How is this any different though then the way that things have been done for the past 30 years? With the internet a band can grow an audience without having to tour all over the world. From an investment standpoint, they have been able to create an audience without the expense or time of living in a van and putting their lives/jobs at home on hold. What’s good about this is that when said band/artist does tour there will potentially be more fans waiting to see them the first time they come to a particular city. Obviously this is the best-case scenario thinking. Just because you have a lot of fans of Facebook or followers on Twitter doesn’t mean that people will actually come out to see you play on a Tuesday night.

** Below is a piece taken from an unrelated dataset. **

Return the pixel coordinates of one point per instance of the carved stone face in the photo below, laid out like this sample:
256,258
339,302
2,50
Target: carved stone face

As I see it there are two major pros and three major cons to being a digital only artist.

The Pros –
> It’s cheaper and can be done completely independent of a record label. With doing digital only releases a band limits the cost to the recording process and if they are being self released, then the band gets the vast majority of the money from the sales of the songs and releases (minus any fees/cuts taken by sites like iTunes, BandCamp, etc.). This provides complete control to the artist for the sale and distribution of the release. It also gives them complete and total creative control over not only the music but the artwork, etc.

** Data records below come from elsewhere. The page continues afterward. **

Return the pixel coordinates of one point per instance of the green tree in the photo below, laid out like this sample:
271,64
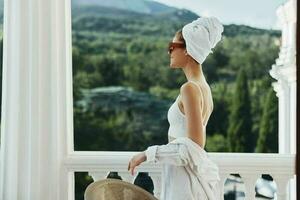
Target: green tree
268,130
240,137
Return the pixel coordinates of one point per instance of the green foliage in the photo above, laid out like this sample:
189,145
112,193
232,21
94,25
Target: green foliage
268,131
216,143
114,47
240,137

> More bands will be able to get there music out to be heard. Thanks to the digital age, artists have more opportunities to connect with their fans and get their music out there. Artists can get demos and new songs out to their fans nearly immediately if they so choose. They can also preview up coming releases by making individual tracks available to download prior to the release of their album.

The Cons –
> By doing digital only releases, artists have less merchandise to sell at shows. Even though people nowadays tend to buy/get a lot of their music online, many people often like to buy releases from bands at shows and that is harder to do with a digital only releases (it can be done buy selling a download code but that’s not as cool as leaving a show with a CD or record in hand).

> The flipside of avoiding working with a record label is that sometimes there are some very smart people at record labels that have a deep understanding on music and how to structure albums most affectively. There are times that an artist needs a guiding hand and with the digital revolution many bands are going to miss out on those opportunities.

> The flipside of the more bands will be able to get their music heard coin is the sad reality that there are a lot of pretty awful bands out there and now thanks to the internet their music becomes part of the thousands of other artists that people are able to sift through.

Obviously there are other pros and cons to this debate but as I see it, most of them tend to fall into the categories above.

The music industry is at a crossroads at the moment and it is still undecided whether or not the internet and digital age has been good or bad for music (you can hear an excellent discussion on this very issue from NPR’s Planet Money here). Personally I think that it has been both good and bad, just like there are good and bad aspects to being a digital only artist. Speaking purely as a fan and a music consumer, I prefer physical releases (CDs specially) to digital only releases. Have I been introduced to some great bands through the internet? Absolutely, and while I’m glad to have the releases on my computer that I do, for the ones that I really, really like, I pine to actually have the record as a CD so I can hold it and read the liner notes while listening to the music. This of course could be a generational thing. Those who have grown up with the MP3, they probably don’t have the same love for a hard copy of the release that someone who grew up with records, cassettes, and CDs does.

Finally, if you are at all curious about the history of the MP3 I highly suggest that you read The MP3: A History of Innovation and Betrayal from NPR’s The Record.